ヒムロ

ドント・ウォーリー・ダーリンのヒムロのレビュー・感想・評価

4.2
1950年代アメリカのとある砂漠の中にある都市。
ビクトリー社が管理するこの完璧な理想都市「ビクトリー」ではビクトリー社に勤める夫とその妻が暮らしている。
ある日隣人のマーガレットが「みんな騙されている!」と言い放ち、子供と共に失踪。
それを機にアリスにも、不可思議な出来事が周りで起きるようになる…。


ディストピアっぽい世界観だなぁと思って見てみたが、かなり偏ったディストピアで設定が面白かった。
男性至上主義的な社会ではあるが、女性たちも幸せそのものといった感じで暮らしていて、まさに新世界を作り上げた勝者といった感じの世界観には惚れ惚れする。
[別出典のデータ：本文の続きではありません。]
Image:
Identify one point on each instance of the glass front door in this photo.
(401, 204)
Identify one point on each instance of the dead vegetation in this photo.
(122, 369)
所々に現れる意味不明な演出がラストへの伏線になっていくのだが、この映像がすごい。
幻想的なものや幾何学的な配置のものなど、映像としての美しさと不気味さ、意味不明さを内包していて、それでいてバグなのか幻覚なのか判断がつかない。
アリスの立場で見ていると一体おかしいのはどっちなんだと混乱してくる。

冒頭の出勤シーンなど非現実的な演出も「美しさ」を重視する世界観なので全然成立する。

ビクトリー計画。
ずさんな部分もあったが、あの世界ではそのまま事業が成功しそうな予感もしないでもない計画だった。